Bab 18-2

11.7K 704 83
                                    

Kepada seluruh pembacaku yang setia menunggu Ugly Royale,

Bab 18-2

“Idemu bagus sekali, sungguh.” Thalia bersedekap. “Idemu nyaris membunuhku tadi.”

Gideon menahan Thalia tetap merunduk di balik semak-semak dan mengawasi keadaan sekitar. Sebagian besar serdadu telah berangkat ke timur, menjadi pengecoh para tentara Reyes. Sedangkan yang lain menunggu di utara, akan menerobos ke dalam jalur. Mengamankan Tristan dan pesawatnya. “Sebaiknya kau tutup mulutmu.”

“Seharusnya kau tidak menyembunyikanku di kotak persenjataan,” ujar Thalia.

“Kau sampai. Itu intinya.” Gideon menyerahkan pada Thalia dua pistol serta sebuah belati. “Simpan, kau akan memerlukannya.”
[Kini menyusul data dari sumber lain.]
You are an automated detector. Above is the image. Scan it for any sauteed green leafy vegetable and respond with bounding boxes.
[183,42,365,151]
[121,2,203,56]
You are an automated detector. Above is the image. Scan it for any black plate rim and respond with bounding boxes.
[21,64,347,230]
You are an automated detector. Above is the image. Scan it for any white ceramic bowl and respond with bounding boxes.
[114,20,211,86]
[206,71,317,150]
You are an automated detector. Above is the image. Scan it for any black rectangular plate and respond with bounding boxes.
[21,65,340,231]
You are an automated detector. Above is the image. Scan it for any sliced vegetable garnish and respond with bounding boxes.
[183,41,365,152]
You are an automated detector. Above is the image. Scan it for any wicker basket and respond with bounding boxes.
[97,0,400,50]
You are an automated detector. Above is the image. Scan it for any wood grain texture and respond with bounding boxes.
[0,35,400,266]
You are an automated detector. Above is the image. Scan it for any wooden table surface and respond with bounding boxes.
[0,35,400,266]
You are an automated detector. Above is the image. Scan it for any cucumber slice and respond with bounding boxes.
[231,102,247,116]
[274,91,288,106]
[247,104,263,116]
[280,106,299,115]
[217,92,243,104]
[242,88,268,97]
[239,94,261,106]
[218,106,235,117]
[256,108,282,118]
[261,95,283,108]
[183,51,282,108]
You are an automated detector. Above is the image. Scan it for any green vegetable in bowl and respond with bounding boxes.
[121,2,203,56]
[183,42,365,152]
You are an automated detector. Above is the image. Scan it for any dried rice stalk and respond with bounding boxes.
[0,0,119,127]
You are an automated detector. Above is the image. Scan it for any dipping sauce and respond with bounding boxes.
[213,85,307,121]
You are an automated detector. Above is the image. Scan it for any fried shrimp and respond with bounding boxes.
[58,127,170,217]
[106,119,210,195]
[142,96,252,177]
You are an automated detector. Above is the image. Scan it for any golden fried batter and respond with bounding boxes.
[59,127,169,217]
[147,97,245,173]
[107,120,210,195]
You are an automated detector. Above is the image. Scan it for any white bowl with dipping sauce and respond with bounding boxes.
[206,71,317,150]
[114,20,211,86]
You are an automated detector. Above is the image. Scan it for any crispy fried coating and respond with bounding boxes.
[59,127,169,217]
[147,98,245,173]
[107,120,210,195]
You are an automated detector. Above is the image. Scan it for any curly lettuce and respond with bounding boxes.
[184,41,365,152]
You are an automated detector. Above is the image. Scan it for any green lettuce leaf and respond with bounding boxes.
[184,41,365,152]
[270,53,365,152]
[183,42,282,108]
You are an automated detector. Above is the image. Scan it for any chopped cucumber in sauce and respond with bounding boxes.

Mulut Thalia membelah tak percaya. “Aku—tidak bisa. Belum terlalu mahir, kau tahu.” Thalia mengembalikan senjata tersebut ke tanah dekat Gideon.

Tak suka dibantah, Gideon mengerutkan dahinya. Ia menggeser senjata-senjata itu lebih dekat ke arah Thalia. “Kau tak perlu kemahiran untuk melindungi dirimu sendiri.”

“Kurasa aku bisa melindungi diriku sendiri.” Thalia menggeser kembali senjata tersebut.

Tangan Gideon menggesernya lagi. “Kau tak akan berhasil melawan para petarung jarak dekat.”

“Aku akan menjaga jarak dari musuhku.” Thalia masih bersikukuh menolak senjata itu.

Gideon menggenggam kesemuanya dan menjatuhkannya di pangkuan Thalia. “Aku tidak suka dibantah.”

“Aku akan baik-baik saja tanpa semua ini.” Thalia meraup semua senjata itu dan hendak mengembalikannya. Namun, keras kepalan Gideon mencengkeram pergelangan tangannya.

“Kau tak akan suka melihatku marah.” Cengkeramannya melonggar.

Thalia menepis cengkeraman Gideon dan menggunakan zahlnya, menyentak kepala Gideon ke belakang. Pria itu terjengkang, dari bibirnya terselip sebuah seruan kecil. Matanya membelalak, namun kemudian memicing jengkel pada Thalia. “Sialan,” umpat Gideon.

Mengabaikannya, Thalia mulai menyelipkan kedua pistol di pinggang. Belati tersembunyi di balik bot. “Lihat? Aku—“

Sebuah gejolak menjijikan naik dari perut, melalui tenggorokannya dan berakhir menimbulkan sensasi tak mengenakan. Thalia memeluk perutnya sendiri, sementara sebelah tangannya menahan mulutnya sendiri. Menahan isi perutnya tetap terjaga di lambung. Tapi itu percuma.

Gejolak itu kian kasar mendobrak pertahanan Thalia. Dan sedetik kemudian, cairan menjijikan itu meracuni tenggorokannya, memenuhi mulutnya. Keluar dari rongga itu, menabrak tanah bersalju. Hidung Thalia pedih seakan setelah melakukan itu, seluruh udara masuk melalui hiudngnya. Menusuk dan menyayat hidungnya.

Bau asam memenuhi penciuman Thalia. Pelupuk mata Thalia berair. Pandangan Thalia kabur akan cairan kental di bawahnya. Seolah dihalangi sebuah kaca buram. Thalia mengerjapkan matanya berkali-kali, berusaha menjernihkan pandangannya. Namun, ia malah mendapati cairan itu perlahan berubah merah—merah darah.

Dan, wajah ayahnya kembali terbesit.

Dan, pembunuh ayahnya kemungkinan besar ada  di sisi lain lapangan udara ini.

“Sudah berhari-hari kau terus memuntahkan isi perutmu. Apakah kau yakin kau tak berniat membanjiri dunia dengan muntahan?” Suara Gideon menyadarkannya.

Thalia mengusap daerah sekitar bibirnya dengan punggung tangan. Matanya mendelik pada sosok penuh pesona Gideon yang tak menjauhi Thalia sedikit pun. Orang-orang pasti langsung menghindari para pemuntah. Tapi, Gideon tidak. Entah apa maksudnya.